Kelima, mengokohkan Penjajahan Barat
Akhirnya, tatkala identitas seorang muslim –yang seharusnya digenggam kokoh
kepribadian Islamnya– mulai tercabut, akidahnya semakin dangkal, pemahamannya
akan kalender Hijriah semakin hilang –sehingga banyak hukum syara’ yang dia lalaikan,
maka jelas ini akan menjadi kesempatan emas bagi para musuh Islam dan musuh kaum
muslim, untuk terus mengokohkan hegemoninya di seluruh negeri muslim.

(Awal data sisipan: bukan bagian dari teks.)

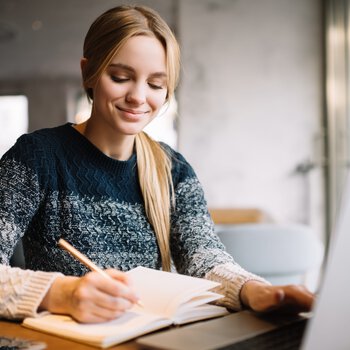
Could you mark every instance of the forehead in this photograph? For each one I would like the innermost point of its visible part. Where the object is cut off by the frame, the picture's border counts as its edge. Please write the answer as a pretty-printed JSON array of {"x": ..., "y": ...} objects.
[{"x": 142, "y": 53}]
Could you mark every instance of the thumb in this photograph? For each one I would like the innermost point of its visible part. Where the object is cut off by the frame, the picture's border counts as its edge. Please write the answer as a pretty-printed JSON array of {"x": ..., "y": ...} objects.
[{"x": 279, "y": 296}]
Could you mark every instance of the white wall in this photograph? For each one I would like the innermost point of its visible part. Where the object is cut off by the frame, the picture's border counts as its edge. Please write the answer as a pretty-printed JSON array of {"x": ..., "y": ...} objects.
[{"x": 250, "y": 103}]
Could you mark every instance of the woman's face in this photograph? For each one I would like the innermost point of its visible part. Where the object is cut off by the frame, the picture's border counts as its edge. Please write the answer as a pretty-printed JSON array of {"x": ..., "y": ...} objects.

Benar sekali, mereka akan terus kokoh menjajah umat Islam. Baik fisik maupun
non fisik. Hal ini terjadi tatkala umat meninggalkan Islam –akibat empat dampak di
atas, sehingga mengambil aturan yang lahir dari ideologi transnasional Barat, seperti
demokrasi, liberalisme, sekalurisme, dll. Ketika itu terjadi, umat Islam akan mengalami
berbagai krisis multidimensi, krisis moral, sosial-budaya, politik, ekonomi dll; pada saat
yang sama mereka akan terus bergantung pada barat dalam berbagai bidang, umat Islam
kehilangan jati dirinya sebagai umat terbaik dan umat unggul penguasa peradaban
sebagaimana dulu kala.
Dalam perspektif simbolis, perayaan tahun baru masehi seolah-olah merupakan
simbol perayaan keberlangsungan penjajahan Barat atas dunia Islam. Karena para ahli
sejarah mengakui bahwa ketika Khilafah Ustmani pada 1924 runtuh, kalender Hijriah
yang berlaku saat itu, kemudian diganti dan berubah dengan kalender Masehi atas
prakarsa para politisi sekuler Turki, kejadian tersebut bersamaan dengan perubahan
sistem tata Negara kala itu, dari sistem Pemerintahan Islam menjadi Negara RepublikSekuler Turki.
Demikianlah empat bahaya ideologis yang mengancam umat Islam dibalik
perayaan tahun baru Masehi. Wallahu a’lam.